女友だちのように語りかけてくる六条御息所
十七歳の青年の激しさは、それまで静かに生きてきた私を魂ごと揺さぶり、砕いていくかのようでした。
本作の語り手に、著者は六条御息所を選んだ。彼女は、深い教養と気品、才気が世に知られた美しい貴婦人。帝となるはずだった夫に先立たれ、風雅の道を支えに、ただ穏やかに生きようとしていた。しかし、ある夜をきっかけに苦悩に堕ちていく。光源氏への恋心に狂い、他の女たちへの嫉妬心を募らせて生霊となって彷徨うことになるのだ。物語は、死後も成仏できない彼女の魂によって語られていく。
しかし、作中で彼女が口にするのは、怨念めいた未練や恨みつらみではない。ろくに会話もないと聞いていた正妻・葵の上の懐妊に対しては、「ということは、そういうご関係があったということで、あの方が日頃口にしていたことはまやかしだったのではありませんか」と、もう何だか道ならぬ恋をした女友だちの話を聞いているような気持ちになる。

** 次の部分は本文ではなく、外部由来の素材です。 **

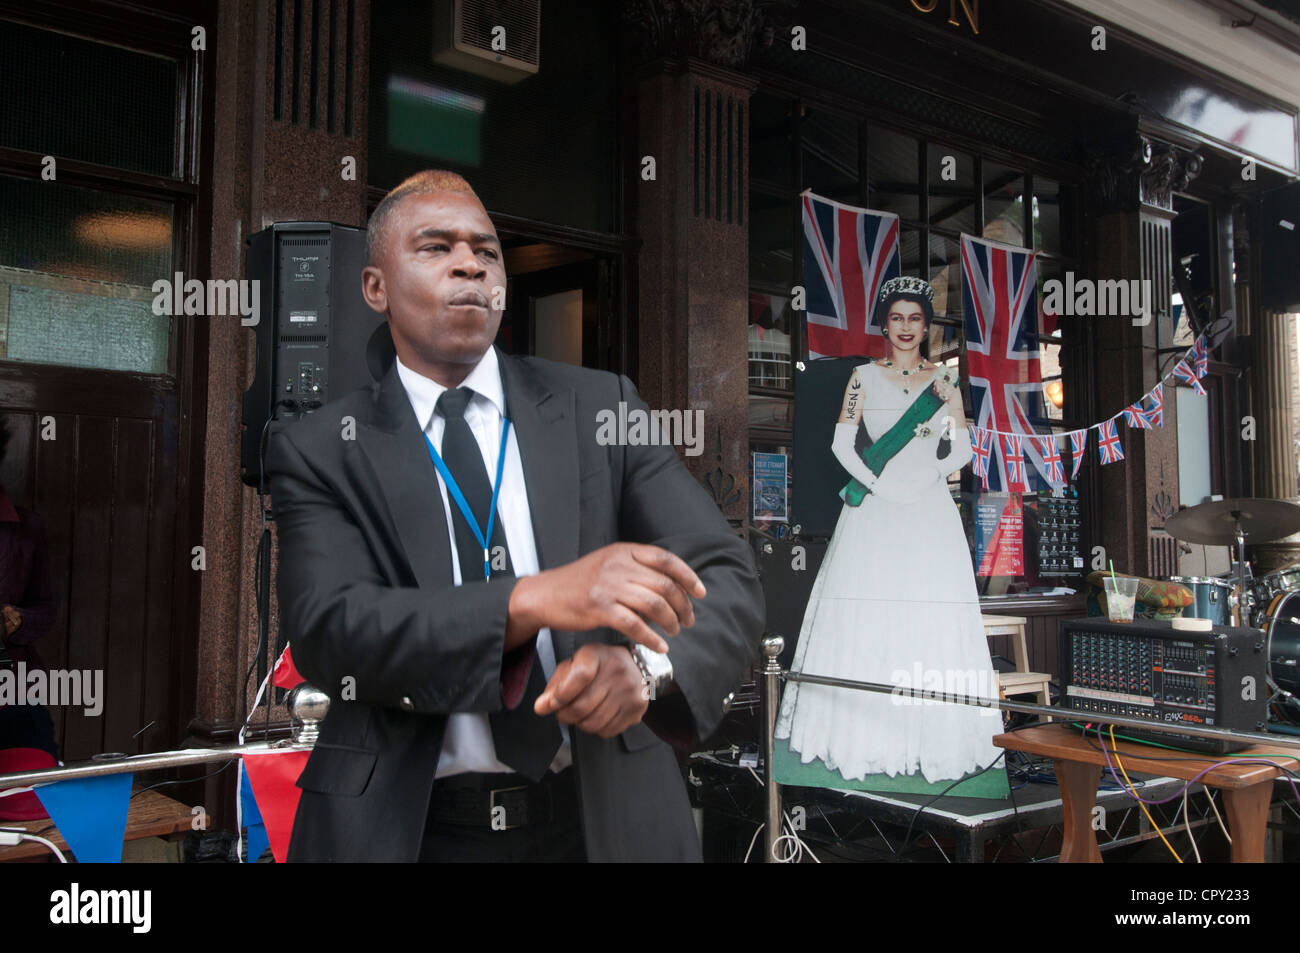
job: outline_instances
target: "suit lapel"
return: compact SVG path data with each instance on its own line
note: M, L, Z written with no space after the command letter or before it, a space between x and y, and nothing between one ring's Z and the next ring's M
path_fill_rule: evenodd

それでも、踏みとどまらなかった過去の自分が口惜しいからこそ、彼女は空蝉にこう言うのだ。「私はこの女のまっとうさを、とても好ましく思います」と。空蝉は、分不相応な夢を見せてくれるなと光源氏を拒み通した、中流身分の人妻だった。
光源氏が照らし出す「女たちの物語」
「甘く愛らしいもの言いの裏に、したたかなところがある嫌な女」。夕顔をそう表現するように、人物のキャラクター付けが効いているせいだろうか。読み進めるうち、身分や年齢、容姿の異なる多様な女たちの個性が、際立って見えてくる。時に壮絶で、時に胸を突く女たちの生きざまを、本作はたっぷりと見せてくれた。
新しい視点で人物像がとらえ直されているのが、第1話に登場する光源氏の母・桐壺の更衣だ。本作での彼女は、従来の「さほどの身分でもないのに帝から特別に愛されてしまったせいで、女御たちにいじめ殺された可哀想な薄命の女性」ではない。「没落した一族の再興を果たすため、帝の寵愛を受ける意志を持って、ひとり入内した女性」として描かれている。弱々しい桐壺の更衣が一転、凛とした雰囲気をたたえて立ち現われる、魅力的な冒頭だ。

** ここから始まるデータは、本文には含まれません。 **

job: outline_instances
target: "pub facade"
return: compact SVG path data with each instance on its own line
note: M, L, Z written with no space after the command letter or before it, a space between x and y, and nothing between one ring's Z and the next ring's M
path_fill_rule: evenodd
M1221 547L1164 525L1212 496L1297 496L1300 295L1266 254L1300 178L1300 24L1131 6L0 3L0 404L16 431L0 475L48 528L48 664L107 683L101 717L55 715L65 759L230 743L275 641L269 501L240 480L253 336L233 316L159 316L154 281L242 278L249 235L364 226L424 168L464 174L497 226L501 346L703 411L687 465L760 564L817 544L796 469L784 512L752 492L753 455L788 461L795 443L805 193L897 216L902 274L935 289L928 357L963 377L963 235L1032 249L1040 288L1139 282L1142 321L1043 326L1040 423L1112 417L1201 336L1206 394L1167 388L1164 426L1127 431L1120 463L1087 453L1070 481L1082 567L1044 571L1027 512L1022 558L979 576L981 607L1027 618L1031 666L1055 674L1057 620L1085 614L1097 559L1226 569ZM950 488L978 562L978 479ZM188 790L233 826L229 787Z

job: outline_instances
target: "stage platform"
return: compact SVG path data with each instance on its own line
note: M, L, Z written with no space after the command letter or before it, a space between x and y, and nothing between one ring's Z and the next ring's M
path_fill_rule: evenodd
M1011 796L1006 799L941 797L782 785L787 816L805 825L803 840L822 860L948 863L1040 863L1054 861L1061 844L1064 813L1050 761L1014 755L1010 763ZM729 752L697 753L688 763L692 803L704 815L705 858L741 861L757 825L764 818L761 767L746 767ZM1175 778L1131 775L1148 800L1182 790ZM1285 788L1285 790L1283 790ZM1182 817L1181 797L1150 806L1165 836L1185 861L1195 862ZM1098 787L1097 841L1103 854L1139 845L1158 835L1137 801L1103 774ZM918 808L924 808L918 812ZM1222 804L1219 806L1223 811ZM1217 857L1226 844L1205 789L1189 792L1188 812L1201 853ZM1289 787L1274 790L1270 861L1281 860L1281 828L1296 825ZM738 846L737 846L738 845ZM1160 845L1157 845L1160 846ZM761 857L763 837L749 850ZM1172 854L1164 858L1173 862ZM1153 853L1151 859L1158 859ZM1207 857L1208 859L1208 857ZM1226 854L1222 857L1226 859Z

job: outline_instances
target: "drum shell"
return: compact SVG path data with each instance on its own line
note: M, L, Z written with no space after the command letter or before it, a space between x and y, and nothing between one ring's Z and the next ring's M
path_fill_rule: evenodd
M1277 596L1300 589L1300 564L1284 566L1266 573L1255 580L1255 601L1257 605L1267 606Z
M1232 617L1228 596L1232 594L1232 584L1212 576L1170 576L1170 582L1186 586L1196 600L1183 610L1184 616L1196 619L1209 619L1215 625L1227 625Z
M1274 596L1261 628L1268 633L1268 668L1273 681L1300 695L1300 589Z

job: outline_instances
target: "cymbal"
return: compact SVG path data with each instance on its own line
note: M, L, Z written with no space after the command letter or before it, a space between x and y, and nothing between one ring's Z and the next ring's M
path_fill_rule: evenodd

女たちに注目すると、後半は一層面白い。若い光源氏にとって純粋に性愛の対象だった女性は、年を重ねるうち政治の駒へと変化する。光源氏が政治的にも栄華を極めていく傍らで、女たちも変わっていった。たとえば、あどけない幼子だった紫の上は美しく育ち、光源氏の正妻格としての品格を備えるが、やがて人知れず胸の内に闇を抱えていくのだ。
もはや可愛らしく嫉妬をすることなく、発しなかった言葉を、ひとつひとつひとり胸の中に枯葉のように溜め込んでいく女に、もうじき紫の上さまも変化していくはずです。
あの方にとって、このうえなく満ち足りた夜、紫の上さまは何かを失っていったのです。
千年以上も前に書かれた物語に、著者が抱いたような素朴な疑問を誰もが持たずにはいられない。私にとっての謎は「あんな女たらしのどこがいいわけ?」という恥ずかしいほど単純なものだったが、下巻を開く頃には自然と納得ができていた。
文化・社会的背景の違いが壁になり読者が挫折しやすい「雨夜の品定め」を「さらっと流す」など、著者のセンスで必要十分なストーリーが選び出された『六条御息所 源氏がたり』。一方で、愛情と嫌悪、嫉妬と肯定、渇望と諦め……といった登場人物の心理を豊かに描写し、『源氏物語』の魅力をストレートに伝えてくれる。あなたの疑問の答えも、本作の中になら、見つけられるかもしれない。